For instance consider the following statement:
Some degree of inequality is required in order to create incentives that lead to increased wealth for all.
No-one could disagree with this statement but equally the statement provides no help in finding the optimal inequality to achieve some aim. Beyond possibly stating that inequality in an ideal economy must be non-zero. Even if we could decide on an aim (maximise median income, minimise unemployment etc etc) we have no help in finding the optimum.
Consider now the following opposite statement:
Any economy has some degree of zero-sum game character and is fundamentally a question of how resources are distributed.
Equally no-one could deny the truth of that statement, and yet all it really tells us is that inequality should be less than 1.
And yet these two simplistic arguments are the predominant ones used when debating the importance of a rise or fall in inequality. This is like arguing over the ideal amount of food one should eat in a day using the two facts that if you eat nothing you will starve and if you eat infinity you will explode.
The crudest possible description of the left right divide is that the left argues for a bigger economic role for the state as a percentage of GDP and the right argues for a smaller role. But how does either side decide on an ideal? Keynesians can speak of the beneficial effect of increased aggregate demand and Hayekians (?) can speak of inevitable reductions of individual liberty. Neither of these absolutist ab initio arguments tells us anything of the ideal value that it should take. Does Krugman believe in infinite deficits? And if not how did he arrive at his optimum? Do British fiscal conservatives believe in permanent maximum surpluses? And if not how did they decide on their optimum? Only a fool would decide to be always beyond the current position regardless of what that position is.
Imagine we had no state then surely Osborne would be arguing for an increase in the size of the state. Equally if we had a total state, surely Corbyn would argue for a reduction in the size of the state. Nevertheless both use absolutist arguments to justify movement from the current position.

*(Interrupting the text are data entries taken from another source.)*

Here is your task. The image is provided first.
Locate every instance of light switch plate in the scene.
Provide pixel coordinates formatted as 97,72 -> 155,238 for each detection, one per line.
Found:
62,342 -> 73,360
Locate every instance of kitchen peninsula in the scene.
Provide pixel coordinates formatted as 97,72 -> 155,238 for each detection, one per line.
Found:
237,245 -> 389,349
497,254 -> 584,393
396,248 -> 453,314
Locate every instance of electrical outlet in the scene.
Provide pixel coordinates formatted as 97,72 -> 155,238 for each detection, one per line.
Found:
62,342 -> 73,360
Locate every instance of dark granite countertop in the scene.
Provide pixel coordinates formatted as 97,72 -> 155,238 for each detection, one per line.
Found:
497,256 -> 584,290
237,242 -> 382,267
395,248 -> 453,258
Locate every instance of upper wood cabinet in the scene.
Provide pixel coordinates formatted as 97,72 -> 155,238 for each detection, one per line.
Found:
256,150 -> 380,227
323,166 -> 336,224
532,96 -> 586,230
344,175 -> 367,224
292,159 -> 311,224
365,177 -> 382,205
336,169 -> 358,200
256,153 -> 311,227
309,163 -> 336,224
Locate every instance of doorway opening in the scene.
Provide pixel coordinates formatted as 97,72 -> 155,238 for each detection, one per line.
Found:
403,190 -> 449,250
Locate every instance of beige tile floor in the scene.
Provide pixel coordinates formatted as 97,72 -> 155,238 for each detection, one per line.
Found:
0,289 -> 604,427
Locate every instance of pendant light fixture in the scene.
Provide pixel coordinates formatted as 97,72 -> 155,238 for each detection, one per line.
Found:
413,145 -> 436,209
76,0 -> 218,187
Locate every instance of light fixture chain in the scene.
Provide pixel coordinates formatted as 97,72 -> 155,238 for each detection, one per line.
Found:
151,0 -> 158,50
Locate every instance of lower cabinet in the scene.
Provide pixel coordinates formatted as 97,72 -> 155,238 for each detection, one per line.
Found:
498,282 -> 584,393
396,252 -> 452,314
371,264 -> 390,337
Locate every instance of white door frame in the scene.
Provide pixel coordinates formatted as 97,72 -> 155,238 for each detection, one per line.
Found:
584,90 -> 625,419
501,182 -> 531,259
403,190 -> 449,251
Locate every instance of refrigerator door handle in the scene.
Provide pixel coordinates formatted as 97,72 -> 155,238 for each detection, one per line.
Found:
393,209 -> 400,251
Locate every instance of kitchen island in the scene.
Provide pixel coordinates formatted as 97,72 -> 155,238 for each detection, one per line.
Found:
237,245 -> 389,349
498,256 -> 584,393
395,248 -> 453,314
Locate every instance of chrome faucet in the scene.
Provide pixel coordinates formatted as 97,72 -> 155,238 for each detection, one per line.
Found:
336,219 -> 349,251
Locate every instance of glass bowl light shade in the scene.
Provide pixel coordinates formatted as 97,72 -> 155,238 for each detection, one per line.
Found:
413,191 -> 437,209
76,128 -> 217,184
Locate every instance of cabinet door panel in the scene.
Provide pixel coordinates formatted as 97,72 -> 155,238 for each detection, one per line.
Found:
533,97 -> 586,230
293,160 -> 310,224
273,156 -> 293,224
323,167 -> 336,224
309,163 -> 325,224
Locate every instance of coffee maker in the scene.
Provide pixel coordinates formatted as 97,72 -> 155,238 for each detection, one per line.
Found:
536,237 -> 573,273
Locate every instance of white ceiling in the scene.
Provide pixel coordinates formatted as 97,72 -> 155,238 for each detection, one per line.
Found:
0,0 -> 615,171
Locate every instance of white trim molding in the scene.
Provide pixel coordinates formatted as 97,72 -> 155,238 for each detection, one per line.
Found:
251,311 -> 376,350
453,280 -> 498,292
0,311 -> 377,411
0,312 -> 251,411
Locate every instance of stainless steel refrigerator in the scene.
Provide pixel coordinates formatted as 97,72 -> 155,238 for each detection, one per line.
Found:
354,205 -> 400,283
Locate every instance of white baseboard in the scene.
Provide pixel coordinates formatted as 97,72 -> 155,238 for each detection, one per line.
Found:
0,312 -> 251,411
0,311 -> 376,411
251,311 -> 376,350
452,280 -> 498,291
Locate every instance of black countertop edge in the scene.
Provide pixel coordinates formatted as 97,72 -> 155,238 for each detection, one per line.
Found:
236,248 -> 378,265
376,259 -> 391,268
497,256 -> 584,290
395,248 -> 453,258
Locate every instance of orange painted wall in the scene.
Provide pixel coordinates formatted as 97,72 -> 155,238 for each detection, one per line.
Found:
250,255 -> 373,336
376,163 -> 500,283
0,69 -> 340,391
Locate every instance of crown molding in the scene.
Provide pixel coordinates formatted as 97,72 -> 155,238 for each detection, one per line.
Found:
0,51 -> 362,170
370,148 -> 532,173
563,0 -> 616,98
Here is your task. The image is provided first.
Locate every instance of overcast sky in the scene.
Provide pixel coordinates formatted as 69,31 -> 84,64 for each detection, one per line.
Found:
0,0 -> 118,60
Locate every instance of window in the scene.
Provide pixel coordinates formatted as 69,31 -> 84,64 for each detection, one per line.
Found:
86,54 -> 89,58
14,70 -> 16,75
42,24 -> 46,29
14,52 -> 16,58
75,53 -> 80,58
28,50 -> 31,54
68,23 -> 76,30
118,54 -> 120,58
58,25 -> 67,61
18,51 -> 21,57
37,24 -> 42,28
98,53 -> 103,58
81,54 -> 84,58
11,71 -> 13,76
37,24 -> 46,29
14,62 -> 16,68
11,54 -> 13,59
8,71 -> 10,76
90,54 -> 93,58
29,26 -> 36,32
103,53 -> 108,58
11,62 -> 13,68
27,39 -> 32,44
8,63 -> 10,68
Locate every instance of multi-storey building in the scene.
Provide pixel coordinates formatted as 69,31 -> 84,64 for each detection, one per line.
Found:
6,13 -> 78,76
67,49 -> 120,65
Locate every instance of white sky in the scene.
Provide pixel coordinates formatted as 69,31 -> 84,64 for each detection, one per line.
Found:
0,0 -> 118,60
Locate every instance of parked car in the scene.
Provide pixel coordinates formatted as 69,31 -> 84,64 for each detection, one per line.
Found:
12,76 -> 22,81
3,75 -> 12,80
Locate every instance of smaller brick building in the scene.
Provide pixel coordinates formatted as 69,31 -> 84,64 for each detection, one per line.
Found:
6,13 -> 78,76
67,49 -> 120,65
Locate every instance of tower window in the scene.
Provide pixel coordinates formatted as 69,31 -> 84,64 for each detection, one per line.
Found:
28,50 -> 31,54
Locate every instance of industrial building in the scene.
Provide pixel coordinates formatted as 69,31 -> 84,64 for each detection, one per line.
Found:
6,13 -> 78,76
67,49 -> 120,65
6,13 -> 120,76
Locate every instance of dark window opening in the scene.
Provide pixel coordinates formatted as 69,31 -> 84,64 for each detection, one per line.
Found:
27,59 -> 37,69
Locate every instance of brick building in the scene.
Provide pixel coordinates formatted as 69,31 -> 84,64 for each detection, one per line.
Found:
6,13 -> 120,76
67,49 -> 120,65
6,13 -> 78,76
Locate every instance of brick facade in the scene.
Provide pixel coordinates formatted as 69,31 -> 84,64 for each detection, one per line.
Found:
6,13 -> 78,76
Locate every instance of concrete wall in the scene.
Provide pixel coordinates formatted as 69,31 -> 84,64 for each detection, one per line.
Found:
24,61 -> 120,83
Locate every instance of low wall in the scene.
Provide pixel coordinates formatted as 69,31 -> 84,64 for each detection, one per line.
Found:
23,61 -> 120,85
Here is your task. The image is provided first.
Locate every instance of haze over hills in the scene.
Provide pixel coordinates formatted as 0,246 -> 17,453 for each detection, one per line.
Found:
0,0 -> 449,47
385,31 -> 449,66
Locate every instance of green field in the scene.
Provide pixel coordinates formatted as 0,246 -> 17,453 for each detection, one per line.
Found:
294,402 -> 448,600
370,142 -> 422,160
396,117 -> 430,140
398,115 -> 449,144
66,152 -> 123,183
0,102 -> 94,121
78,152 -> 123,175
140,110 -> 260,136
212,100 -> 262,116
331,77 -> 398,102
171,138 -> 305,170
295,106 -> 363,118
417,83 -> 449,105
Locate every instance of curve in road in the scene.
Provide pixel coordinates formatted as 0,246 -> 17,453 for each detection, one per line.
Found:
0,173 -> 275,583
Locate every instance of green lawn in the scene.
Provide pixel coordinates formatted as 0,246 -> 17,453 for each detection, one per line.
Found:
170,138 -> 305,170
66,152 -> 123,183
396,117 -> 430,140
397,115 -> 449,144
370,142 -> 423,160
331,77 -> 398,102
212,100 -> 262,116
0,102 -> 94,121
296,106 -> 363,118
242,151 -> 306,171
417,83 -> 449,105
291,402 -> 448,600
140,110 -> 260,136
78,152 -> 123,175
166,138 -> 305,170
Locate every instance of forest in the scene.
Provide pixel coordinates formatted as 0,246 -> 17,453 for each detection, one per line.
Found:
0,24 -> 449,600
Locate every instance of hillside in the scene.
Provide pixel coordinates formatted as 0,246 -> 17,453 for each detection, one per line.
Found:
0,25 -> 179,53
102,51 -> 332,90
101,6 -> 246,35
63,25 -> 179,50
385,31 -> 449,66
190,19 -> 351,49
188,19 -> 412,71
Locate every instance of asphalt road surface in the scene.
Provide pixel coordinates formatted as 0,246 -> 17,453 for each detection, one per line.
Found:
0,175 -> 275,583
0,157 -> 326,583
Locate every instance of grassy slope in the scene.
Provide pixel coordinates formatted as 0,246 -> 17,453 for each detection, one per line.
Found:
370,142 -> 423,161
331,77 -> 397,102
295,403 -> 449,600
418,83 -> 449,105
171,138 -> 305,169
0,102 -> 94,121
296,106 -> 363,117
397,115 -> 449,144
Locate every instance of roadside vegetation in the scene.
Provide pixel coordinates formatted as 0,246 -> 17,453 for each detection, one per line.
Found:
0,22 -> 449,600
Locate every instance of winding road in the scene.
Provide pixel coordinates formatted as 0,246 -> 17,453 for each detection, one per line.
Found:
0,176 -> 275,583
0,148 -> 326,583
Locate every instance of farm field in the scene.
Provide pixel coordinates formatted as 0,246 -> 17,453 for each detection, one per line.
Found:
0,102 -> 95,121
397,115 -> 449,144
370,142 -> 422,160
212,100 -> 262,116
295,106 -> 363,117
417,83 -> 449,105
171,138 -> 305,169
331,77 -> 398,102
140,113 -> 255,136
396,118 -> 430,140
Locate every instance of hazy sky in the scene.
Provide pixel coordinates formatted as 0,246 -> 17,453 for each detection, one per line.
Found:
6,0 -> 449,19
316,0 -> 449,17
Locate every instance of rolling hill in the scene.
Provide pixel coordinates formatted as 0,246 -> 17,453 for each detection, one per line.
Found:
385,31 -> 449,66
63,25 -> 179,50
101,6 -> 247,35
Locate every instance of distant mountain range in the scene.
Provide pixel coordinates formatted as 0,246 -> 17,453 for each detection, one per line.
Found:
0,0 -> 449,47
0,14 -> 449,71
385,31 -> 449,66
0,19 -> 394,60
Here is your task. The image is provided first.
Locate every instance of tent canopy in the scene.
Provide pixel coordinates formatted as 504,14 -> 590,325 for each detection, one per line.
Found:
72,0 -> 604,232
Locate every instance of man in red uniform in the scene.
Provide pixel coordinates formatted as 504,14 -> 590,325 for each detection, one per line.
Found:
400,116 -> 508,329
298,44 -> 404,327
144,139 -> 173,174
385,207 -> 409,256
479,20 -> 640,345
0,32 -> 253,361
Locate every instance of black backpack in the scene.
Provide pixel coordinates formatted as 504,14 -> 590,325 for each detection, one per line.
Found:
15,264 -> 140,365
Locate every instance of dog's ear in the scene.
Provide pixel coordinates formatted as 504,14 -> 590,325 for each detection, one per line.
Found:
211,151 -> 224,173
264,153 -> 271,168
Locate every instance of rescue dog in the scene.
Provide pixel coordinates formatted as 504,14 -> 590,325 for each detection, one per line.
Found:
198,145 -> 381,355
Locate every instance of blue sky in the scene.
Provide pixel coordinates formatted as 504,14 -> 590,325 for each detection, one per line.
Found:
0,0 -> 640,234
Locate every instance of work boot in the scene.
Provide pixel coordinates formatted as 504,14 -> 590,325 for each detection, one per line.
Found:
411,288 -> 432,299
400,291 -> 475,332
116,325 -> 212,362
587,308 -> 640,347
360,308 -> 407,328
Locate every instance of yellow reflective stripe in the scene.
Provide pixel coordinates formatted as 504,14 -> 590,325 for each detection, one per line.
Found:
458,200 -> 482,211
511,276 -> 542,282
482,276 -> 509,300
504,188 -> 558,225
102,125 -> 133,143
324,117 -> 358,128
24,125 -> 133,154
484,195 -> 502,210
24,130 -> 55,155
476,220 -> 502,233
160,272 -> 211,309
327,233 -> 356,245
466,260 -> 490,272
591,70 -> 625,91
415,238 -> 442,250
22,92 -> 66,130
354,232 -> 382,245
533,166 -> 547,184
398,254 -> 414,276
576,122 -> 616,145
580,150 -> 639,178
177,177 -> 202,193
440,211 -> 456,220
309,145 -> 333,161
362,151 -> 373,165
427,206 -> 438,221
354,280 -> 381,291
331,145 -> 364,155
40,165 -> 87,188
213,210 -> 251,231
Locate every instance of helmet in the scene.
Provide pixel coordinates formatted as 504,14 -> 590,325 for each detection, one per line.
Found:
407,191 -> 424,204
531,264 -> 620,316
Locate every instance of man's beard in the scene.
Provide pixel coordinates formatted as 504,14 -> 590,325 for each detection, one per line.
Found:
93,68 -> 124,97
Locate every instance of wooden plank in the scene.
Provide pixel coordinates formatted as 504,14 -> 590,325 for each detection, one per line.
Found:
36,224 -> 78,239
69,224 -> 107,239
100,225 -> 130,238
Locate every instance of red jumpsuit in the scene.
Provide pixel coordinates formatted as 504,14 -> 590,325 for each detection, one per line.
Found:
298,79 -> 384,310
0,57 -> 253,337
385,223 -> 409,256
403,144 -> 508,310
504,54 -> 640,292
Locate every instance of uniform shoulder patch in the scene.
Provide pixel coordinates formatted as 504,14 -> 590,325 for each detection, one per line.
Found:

The only possible way out of this malaise is to take an empiricist approach. But that way lies the problem of the counterfactual. Perhaps democracy necessitates a binary system whereby one side will reduce the state and the other will increase it and the population will stick with one until it gets some superstitious sense that it has gone too far. The trouble I have with this is that we then of course arrive at an interaction between political and business cycles which is inherently cyclical (anti-Keynesian) in nature. Have you ever seen a Laffer curve based on actual data?
Fundamentally true statements are appealing and make for engaging rhetoric but they frequently provide no useful advice. Like Wittgenstein’s world of ice put forth in the Tractatus, if we limit ourselves to saying only what we know is true we are reduced to uttering meaningless tautologies.